If you haven't confirmed your flight from Boston to Portland, you should consider driving.  It's very close...less than 2 hours.  It will take you less time than flying...considering you would have to get back to Logan...and wait...luggage; you know the drill...security.  It would be considerably cheaper as well.  The drive is easy, and you can stop along the way and see the sights.

Or, if you are staying at Attitash first, you can drive directly there from Boston...about 3 hours.  It's a lovely drive.


----------



## Icc5 (Mar 21, 2007)

Not a quilter.


----------



## Iwant2gonow (Mar 28, 2007)

*Favorite restaurants near the Grand Summit at Attitash*

Bart,
Sorry it took so long for me to get back to you about restaurants in the area. First I’ll give you a list in order of preference for the best food. Then I’ll go back and give you distances and more info on atmosphere, etc.

1. Sunset Hill House in Sugar Hill, NH   www.sunsethillhouse.com
2. Wildcat Inn & Tavern, Route 16A, Jackson Village, NH 03846                                                    
     Mentioned in Boston Globe, Bon Appetit, Gourmet  www.wildcattavern.com/
3. The 1785 Inn, Main Street, North Conway, NH  www.the1785inn.com/dinner.html
4. Stonehurst Manor, North Conway, NH  www.stonehurstmanor.com
5. The Whitney Inn, At Black Mountain Jackson, NH  357 Black Mountain Road    www.thewhitneyinn.com/inn.html
6. Horsefeathers, Main Street, North Conway, NH  www.horsefeathers.com/

By far Sunset Hill House is a 10 in Gourmet dining. It is exactly 1 hour from the Summit...but worth the trip. You can dress casual nice or dress and enjoy one if the best dinners on the east coast. Very pretty inn with a view and friendly people. I would use Mapquest to find also there is another restaurant on the same road with a similar name so don’t beconfused if traveling there as I was. It is called Sugar Hill Inn. You may pass this one first iff you come from the same direction as I did. Not sure since I traveled from Loon Mountain the time we dined here.

Wildcat Inn & Tavern is very interesting and diverse. Probably 15 to 20 minutes from Attitash. We passed this place many times when traveling with our kids who were young at the time and I thought from the outside that it would be too much of a rowdy tavern for them judging from the outside.  I would take them there now...i think they would love it. The Inn has a dining side which we ate on and a tavern side which you can eat on also. We found a coupon for the dining side at Restaurant.com. When we arrived the tavern side looked like so much fun we stopped in after dinner. I rated the food a 10 until we dined at Sunset Hill House. Now I give it a 9 ½. Anyway the tavern had what seemed to be local entertainers getting up and playing their own music. This side was packed and the entertainment was very good. 

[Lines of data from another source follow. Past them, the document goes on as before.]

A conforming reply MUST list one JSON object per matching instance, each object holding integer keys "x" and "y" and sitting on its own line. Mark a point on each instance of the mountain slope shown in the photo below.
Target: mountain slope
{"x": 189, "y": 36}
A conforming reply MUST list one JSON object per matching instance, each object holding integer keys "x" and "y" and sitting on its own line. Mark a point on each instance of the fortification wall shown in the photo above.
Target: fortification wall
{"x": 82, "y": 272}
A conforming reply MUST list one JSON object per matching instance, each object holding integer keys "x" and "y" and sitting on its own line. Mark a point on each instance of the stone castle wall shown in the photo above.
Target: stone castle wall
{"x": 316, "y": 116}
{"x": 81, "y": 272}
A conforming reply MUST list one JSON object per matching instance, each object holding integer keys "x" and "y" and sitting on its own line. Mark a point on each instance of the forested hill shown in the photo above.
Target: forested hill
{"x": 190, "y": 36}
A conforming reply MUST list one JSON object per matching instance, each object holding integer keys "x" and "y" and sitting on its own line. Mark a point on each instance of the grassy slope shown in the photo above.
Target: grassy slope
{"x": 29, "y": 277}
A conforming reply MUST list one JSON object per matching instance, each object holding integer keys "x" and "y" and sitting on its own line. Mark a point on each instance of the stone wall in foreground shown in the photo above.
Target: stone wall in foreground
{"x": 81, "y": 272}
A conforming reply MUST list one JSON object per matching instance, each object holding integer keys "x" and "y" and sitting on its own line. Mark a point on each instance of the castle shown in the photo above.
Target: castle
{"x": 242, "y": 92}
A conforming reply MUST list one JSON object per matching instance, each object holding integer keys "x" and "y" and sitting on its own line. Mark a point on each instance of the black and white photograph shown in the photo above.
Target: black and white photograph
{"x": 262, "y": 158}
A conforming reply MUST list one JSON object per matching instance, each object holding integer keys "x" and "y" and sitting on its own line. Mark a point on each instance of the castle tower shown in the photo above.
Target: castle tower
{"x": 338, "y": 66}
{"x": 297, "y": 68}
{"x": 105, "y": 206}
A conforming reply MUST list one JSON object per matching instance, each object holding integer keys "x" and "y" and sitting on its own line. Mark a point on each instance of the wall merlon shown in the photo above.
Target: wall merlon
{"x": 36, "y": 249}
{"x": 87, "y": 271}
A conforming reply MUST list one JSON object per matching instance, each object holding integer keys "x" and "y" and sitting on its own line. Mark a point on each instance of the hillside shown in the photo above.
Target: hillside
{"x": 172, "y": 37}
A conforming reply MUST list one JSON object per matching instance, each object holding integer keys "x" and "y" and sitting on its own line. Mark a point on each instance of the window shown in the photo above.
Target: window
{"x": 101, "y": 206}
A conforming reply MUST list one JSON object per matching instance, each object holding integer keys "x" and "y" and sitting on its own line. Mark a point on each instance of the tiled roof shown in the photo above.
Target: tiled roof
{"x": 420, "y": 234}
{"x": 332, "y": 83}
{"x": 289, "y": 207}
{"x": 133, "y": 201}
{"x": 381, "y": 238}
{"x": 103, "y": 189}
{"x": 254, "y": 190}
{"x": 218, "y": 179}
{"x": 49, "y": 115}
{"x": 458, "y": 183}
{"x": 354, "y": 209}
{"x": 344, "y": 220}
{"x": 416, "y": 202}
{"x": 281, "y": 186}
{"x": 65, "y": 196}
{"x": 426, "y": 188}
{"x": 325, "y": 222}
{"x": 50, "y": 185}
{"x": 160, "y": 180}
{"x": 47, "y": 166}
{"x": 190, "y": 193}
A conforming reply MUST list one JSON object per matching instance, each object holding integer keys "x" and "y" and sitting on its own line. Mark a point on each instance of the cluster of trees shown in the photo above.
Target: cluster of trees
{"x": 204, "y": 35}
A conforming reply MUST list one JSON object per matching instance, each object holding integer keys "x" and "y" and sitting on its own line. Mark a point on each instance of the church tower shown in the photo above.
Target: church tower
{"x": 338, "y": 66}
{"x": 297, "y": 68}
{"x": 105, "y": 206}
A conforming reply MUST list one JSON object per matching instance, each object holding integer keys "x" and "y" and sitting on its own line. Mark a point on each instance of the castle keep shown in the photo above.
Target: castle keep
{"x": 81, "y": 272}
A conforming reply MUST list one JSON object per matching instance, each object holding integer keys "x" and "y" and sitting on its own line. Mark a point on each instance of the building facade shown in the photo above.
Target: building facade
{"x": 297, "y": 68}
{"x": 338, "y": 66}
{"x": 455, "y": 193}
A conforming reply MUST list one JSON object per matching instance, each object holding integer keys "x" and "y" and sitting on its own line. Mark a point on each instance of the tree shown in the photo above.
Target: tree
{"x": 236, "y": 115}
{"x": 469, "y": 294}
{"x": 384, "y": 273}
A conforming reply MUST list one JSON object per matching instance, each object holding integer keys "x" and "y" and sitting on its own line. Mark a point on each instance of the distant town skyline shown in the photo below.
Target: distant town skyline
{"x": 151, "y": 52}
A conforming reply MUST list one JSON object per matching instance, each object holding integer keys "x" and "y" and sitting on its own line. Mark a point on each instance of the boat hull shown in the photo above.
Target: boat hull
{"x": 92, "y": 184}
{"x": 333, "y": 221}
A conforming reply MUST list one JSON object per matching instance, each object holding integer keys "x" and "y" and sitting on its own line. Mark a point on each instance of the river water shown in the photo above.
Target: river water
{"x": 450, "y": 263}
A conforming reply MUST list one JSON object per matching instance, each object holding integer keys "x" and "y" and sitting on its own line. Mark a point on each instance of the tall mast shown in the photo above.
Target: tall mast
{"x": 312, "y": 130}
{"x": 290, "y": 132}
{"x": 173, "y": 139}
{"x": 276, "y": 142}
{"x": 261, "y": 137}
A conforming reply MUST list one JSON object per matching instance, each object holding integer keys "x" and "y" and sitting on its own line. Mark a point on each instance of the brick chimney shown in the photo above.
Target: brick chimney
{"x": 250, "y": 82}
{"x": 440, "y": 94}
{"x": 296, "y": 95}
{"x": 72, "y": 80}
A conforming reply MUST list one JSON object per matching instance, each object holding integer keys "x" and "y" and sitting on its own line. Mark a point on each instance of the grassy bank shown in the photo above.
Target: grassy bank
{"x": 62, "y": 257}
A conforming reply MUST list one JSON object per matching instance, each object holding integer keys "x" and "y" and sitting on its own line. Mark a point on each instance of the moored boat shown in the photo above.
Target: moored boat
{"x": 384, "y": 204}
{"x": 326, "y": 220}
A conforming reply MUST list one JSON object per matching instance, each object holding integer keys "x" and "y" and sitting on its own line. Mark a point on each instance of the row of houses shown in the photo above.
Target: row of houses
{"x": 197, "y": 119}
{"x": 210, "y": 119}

The dining room at The 1785 Inn is very small and cozy. Food is fabulous and we always ask for our favorite “Yodeling Waiter” Eric. Ask him he will yodel for you.  Food is a 9.
Very close by the Summit.

The Stonehurst Manor has a unique history and 2 for 1 dinners on Thursdays. It is a family tradition to eat here when our kids are with us.  I rate the food as a 7 or 8 depending on the night. Close by the Summit.

The Whitney Inn...have not been there in years but remember wanting to go back. It was closed for the season when we tried. 

Horsefeathers has very good food and is close by, but we reserve this place for the best burgers and appetizers. Also enjoy the margaritas.

I know this is lengthy...but I hope it helps...especially the websites that I included.
Enjoy your trip!
Terrie


----------



## Icc5 (Mar 28, 2007)

*Thank you Terrie*

Thank you for all the information and the web sites.  I'm sure we will not only enjoy the food but the discovery also.
Thanks again,
Bart


----------